Abstract

In comparison with the transverse vibrations of rectangular plates, far less attention has been paid to the in-plane vibrations even though they may play an equally important role in affecting the vibrations and power flows in a built-up structure. In this paper, a generalized Fourier method is presented for the in-plane vibration analysis of rectangular plates with any number of elastic point supports along the edges. Displacement constraints or rigid point supports can be considered as the special case when the stiffnesses of the supporting springs tend to infinity. In the current solution, each of the in-plane displacement components is expressed as a 2D Fourier series plus four auxiliary functions in the form of the product of a polynomial times a Fourier cosine series.

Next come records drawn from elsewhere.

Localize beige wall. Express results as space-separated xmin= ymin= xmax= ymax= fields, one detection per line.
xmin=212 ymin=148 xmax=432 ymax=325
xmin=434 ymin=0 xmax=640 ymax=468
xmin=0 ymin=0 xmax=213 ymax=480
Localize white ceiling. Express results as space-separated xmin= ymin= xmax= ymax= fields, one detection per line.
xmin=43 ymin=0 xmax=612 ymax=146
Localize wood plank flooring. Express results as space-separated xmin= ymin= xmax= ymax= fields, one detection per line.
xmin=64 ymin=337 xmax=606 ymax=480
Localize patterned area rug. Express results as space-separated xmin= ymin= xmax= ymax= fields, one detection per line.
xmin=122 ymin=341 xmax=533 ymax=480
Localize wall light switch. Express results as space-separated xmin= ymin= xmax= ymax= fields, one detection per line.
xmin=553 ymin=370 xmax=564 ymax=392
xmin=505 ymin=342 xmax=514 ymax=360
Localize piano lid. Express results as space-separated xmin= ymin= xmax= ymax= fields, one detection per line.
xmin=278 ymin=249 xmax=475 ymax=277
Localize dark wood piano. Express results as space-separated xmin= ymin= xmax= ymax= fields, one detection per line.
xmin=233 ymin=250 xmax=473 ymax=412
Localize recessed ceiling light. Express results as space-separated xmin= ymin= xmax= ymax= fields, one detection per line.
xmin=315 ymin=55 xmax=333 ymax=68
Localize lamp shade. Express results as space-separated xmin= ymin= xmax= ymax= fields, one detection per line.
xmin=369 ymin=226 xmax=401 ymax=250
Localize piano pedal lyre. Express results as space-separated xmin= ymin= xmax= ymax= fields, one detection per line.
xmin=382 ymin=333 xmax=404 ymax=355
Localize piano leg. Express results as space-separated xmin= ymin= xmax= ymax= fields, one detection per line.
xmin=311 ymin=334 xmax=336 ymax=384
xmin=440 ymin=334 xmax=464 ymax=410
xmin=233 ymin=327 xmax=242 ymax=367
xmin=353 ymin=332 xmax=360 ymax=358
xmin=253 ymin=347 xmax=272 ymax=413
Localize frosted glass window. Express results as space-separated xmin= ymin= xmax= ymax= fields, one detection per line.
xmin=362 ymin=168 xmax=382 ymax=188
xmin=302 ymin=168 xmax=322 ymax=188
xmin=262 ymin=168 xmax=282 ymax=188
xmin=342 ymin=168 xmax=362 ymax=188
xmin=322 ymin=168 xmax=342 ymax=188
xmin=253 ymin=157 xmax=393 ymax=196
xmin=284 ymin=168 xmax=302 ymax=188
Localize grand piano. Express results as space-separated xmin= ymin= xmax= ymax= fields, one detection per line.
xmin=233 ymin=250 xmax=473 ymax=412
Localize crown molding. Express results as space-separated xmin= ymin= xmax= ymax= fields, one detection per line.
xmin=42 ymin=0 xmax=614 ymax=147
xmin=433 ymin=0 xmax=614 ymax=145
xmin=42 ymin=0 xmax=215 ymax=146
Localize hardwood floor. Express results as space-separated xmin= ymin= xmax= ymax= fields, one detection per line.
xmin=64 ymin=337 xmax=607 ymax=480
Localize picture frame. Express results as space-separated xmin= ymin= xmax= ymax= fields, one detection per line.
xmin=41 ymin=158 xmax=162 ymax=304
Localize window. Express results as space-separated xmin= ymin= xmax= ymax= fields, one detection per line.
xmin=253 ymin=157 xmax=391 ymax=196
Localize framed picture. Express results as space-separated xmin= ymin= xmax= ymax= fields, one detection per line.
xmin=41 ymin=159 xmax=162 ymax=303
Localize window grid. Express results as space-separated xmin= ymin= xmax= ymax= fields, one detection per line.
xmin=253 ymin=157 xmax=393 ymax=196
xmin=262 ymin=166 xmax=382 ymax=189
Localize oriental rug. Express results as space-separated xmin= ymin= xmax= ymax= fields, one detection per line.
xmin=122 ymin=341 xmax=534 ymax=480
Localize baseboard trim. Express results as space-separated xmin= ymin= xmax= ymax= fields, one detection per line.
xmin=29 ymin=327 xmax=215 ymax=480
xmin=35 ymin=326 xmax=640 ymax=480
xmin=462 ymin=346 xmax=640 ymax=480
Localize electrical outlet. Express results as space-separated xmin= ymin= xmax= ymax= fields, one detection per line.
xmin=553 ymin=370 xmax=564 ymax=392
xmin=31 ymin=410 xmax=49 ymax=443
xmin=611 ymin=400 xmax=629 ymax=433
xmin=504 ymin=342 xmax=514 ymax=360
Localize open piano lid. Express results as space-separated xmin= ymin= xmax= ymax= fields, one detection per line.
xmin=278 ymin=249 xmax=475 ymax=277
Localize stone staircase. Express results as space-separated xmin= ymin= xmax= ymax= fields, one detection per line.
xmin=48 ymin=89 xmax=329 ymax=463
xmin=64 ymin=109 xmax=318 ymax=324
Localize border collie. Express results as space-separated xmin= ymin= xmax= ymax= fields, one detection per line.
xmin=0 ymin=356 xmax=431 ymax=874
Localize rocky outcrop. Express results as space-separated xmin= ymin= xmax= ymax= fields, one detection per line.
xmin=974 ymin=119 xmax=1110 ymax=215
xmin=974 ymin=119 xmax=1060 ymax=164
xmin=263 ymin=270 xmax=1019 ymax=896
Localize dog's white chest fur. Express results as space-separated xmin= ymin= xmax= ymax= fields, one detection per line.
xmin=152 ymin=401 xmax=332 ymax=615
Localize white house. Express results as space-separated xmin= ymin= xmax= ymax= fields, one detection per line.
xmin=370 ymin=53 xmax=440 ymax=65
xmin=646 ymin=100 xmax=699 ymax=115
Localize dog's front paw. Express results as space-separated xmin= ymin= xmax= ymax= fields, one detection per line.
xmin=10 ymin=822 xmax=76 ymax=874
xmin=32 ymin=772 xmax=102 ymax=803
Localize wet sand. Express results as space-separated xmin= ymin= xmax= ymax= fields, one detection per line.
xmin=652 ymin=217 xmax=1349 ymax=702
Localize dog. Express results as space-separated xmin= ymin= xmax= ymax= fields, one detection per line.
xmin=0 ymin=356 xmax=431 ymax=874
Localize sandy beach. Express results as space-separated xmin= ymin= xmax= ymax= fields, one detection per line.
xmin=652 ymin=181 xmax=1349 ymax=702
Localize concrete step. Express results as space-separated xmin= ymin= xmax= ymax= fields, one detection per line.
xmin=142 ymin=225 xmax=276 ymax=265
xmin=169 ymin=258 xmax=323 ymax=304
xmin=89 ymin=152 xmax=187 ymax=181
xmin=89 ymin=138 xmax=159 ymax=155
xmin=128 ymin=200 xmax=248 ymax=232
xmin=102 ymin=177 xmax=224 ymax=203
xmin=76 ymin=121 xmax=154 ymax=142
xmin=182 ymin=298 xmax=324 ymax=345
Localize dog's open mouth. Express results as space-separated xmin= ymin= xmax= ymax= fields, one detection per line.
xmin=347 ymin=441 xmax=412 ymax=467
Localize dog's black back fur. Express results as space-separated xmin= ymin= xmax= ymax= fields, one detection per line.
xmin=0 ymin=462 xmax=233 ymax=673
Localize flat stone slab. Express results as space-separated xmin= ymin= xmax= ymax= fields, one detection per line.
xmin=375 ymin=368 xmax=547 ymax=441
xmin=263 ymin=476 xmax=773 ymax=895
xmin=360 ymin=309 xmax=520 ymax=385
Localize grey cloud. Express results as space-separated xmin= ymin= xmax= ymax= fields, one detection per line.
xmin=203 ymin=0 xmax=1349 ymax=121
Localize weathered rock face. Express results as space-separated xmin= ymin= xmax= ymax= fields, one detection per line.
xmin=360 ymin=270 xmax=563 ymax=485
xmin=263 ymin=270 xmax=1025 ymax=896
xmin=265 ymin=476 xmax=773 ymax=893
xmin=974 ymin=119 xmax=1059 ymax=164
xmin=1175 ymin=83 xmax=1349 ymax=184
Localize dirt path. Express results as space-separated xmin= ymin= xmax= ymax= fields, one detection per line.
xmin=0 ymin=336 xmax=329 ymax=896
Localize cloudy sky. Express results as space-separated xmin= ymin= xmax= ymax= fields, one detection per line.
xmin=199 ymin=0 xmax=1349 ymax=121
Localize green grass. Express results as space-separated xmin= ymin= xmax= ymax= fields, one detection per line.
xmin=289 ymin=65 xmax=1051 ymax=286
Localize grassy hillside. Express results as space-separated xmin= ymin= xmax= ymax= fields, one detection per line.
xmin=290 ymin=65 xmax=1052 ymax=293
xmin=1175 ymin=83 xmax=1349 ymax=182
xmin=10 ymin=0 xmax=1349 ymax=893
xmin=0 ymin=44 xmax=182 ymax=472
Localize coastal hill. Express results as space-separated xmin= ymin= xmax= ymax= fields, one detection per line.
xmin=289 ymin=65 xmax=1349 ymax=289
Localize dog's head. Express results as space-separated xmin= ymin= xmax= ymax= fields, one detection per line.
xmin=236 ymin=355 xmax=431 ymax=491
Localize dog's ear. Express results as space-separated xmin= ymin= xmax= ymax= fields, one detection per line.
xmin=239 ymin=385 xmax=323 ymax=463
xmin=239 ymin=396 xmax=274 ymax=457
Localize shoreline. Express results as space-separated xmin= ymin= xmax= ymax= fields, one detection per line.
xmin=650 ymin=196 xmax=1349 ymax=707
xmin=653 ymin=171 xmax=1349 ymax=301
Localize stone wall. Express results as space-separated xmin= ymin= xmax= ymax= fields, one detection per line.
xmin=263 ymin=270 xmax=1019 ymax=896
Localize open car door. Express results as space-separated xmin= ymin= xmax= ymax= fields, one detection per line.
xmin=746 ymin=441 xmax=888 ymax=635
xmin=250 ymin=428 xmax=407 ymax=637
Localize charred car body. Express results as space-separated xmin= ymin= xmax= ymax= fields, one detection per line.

These auxiliary functions are introduced to ensure and improve the convergence of the Fourier series solution by eliminating all the discontinuities potentially associated with the original displacements and their partial derivatives along the edges when they are periodically extended onto the entire x-y plane as mathematically implied by the Fourier series representation. This analytical solution is exact in the sense that it explicitly satisfies, to any specified accuracy, both the governing equations and the boundary conditions. Numerical examples are given about the in-plane modes of rectangular plates with different edge supports. It appears that these modal data are presented for the first time in literature, and may be used as a benchmark to evaluate other solution methodologies. Some subtleties are discussed about corner support arrangements.